Twenty customers of the collapsed crypto exchange FTX filed a $525 million lawsuit against Silicon Valley law firm Fenwick & West and six individual defendants on Wednesday in U.S. District Court for the District of Columbia. The complaint alleges the firm helped conceal misuse of customer funds and set up shell companies that obscured transfers.
The plaintiffs say they lost their life savings when FTX failed and that Fenwick’s work gave the exchange a false appearance of legitimacy that prevented withdrawals. The complaint centers on testimony from Nishad Singh, FTX’s former director of engineering, who pleaded guilty to fraud. The filing alleges Singh informed Fenwick attorneys that customer funds were being diverted and that the firm advised on ways to hide those transfers rather than withdrawing from the work.
The complaint accuses Fenwick of helping create North Dimension Inc., a Delaware entity presented as an electronics retailer that the plaintiffs say routed more than $3 billion of customer funds. It also alleges Fenwick implemented FTX’s Signal auto-delete messaging policy, which prosecutors have cited as a factor that impeded investigators.

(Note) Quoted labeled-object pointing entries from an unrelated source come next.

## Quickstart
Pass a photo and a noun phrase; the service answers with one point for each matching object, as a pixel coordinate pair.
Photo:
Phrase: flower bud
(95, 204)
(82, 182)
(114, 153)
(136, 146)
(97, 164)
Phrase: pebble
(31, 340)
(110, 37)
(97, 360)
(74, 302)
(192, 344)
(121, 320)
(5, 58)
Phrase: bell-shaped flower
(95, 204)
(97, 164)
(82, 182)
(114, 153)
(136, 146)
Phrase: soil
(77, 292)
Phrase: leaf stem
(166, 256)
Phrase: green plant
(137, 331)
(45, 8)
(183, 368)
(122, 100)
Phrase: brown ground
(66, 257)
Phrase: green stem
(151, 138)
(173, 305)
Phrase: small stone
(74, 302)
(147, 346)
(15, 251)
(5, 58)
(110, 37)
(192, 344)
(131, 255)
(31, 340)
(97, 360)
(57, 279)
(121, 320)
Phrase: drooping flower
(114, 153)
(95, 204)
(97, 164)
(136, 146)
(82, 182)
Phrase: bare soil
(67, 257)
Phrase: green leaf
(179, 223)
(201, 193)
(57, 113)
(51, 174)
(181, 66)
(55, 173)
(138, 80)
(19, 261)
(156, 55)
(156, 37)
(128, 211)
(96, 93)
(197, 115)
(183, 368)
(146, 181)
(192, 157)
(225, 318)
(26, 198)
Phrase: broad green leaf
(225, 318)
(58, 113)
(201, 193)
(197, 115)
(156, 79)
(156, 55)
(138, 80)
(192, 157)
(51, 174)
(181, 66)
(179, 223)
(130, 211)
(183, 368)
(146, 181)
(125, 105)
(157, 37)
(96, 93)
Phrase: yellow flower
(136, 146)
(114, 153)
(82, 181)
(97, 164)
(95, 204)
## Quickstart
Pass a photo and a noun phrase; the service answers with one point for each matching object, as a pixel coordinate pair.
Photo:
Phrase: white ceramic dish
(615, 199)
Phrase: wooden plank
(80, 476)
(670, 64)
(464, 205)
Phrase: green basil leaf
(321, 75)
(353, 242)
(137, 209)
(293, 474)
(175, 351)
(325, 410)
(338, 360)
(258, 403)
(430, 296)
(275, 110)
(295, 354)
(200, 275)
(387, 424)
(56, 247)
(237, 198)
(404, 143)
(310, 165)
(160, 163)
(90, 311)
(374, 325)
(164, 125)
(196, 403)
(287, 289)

A court-appointed bankruptcy examiner, after reviewing more than 200,000 documents, reported in 2024 that Fenwick built corporate structures for FTX and affiliated Alameda Research, formed shell entities to obscure money movements and drafted backdated agreements to cover transfers. The complaint quotes the examiner as finding Fenwick was “deeply intertwined in nearly every aspect of FTX Group’s wrongdoing.” The filing adds that those findings are based on documentary evidence in federal bankruptcy proceedings to which Fenwick was a party.
The lawsuit says Fenwick removed references to FTX from its website after the exchange filed for bankruptcy in November 2022 and retained defense counsel at Gibson Dunn before any civil suit was publicly filed. The plaintiffs bring seven claims, including legal malpractice, fraud and gross negligence, and seek more than $525 million in compensatory damages, the return of legal fees Fenwick earned from FTX, and punitive damages against partners Tyler Newby and Daniel Friedberg for what the complaint calls deliberate and reckless individual professional conduct.
The complaint appears amid ongoing litigation and criminal prosecutions tied to FTX’s collapse. Last month, the judge who sentenced former FTX CEO Sam Bankman‑Fried denied his request for a new trial and described his new‑evidence claims as “wildly conspiratorial and entirely contradicted by the record.” The judge also previously sentenced Bankman‑Fried to 25 years in prison.
Fenwick has not been found liable on the allegations and has not publicly commented in response to the complaint. The case will proceed in U.S. District Court in the District of Columbia, where the plaintiffs will seek to hold the firm responsible for the conduct described in their filing.